The strange thing is that the upgrade headers (Connection: upgrade and Upgrade: h2) are sent. When I do some external server testing I get the responses that h2 is running properly with ALPN support. But the problem is the browsers I tested on (Chrome and FireFox on Win7) won't upgrade to h2.

One thing which I noticed which is missing is the HTTP/2-Settings header, but I can't find anything in any Apache documentation to implement this or force Apache to send this header.

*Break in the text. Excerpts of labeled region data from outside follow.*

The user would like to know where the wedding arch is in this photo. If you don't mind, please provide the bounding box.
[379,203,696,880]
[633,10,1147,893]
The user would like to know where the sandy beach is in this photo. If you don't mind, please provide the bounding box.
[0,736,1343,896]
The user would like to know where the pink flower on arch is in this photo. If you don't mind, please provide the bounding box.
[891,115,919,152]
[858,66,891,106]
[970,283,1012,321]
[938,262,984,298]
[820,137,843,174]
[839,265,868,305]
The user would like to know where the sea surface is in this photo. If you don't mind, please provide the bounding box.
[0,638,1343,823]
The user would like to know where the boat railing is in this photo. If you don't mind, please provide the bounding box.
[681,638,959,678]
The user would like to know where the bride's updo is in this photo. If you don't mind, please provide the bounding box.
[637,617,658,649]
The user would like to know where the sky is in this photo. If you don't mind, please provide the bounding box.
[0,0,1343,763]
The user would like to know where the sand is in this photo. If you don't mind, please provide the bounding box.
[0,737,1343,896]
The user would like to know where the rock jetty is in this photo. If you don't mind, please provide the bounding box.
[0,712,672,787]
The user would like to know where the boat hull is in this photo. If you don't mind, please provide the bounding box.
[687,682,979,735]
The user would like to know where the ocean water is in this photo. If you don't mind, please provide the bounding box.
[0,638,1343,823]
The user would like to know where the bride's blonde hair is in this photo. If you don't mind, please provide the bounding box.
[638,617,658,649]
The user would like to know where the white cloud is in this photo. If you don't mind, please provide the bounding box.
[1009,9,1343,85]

Sadly I couldn't test with cUrl, since the servers I have access to don't support any version which has HTTP/2 support.

My SSL vhost settings:

Protocols h2 http/1.1
SSLEngine On
SSLCACertificateFile xxxxxxxx
SSLProtocol all -SSLv2 -SSLv3
SSLCompression Off
SSLHonorCipherOrder On
SSLCipherSuite "EECDH+ECDSA+AESGCM EECDH+aRSA+AESGCM EECDH+ECDSA+SHA384 EECDH+ECDSA+SHA256 EECDH+aRSA+SHA384 EECDH+aRSA+SHA256 EECDH+aRSA+RC4 EECDH EDH+aRSA RSA+AES RC4 !aNULL !eNULL !LOW !3DES !MD5 !EXP !PSK !SRP !DSS !RC4 !AES128"
Header always set Strict-Transport-Security "max-age=15552000;includeSubDomains"
SSLCertificateFile xxxxxxxx
SSLCertificateKeyFile xxxxxxxx

I'm running Apache with the prefork module instead of with workers.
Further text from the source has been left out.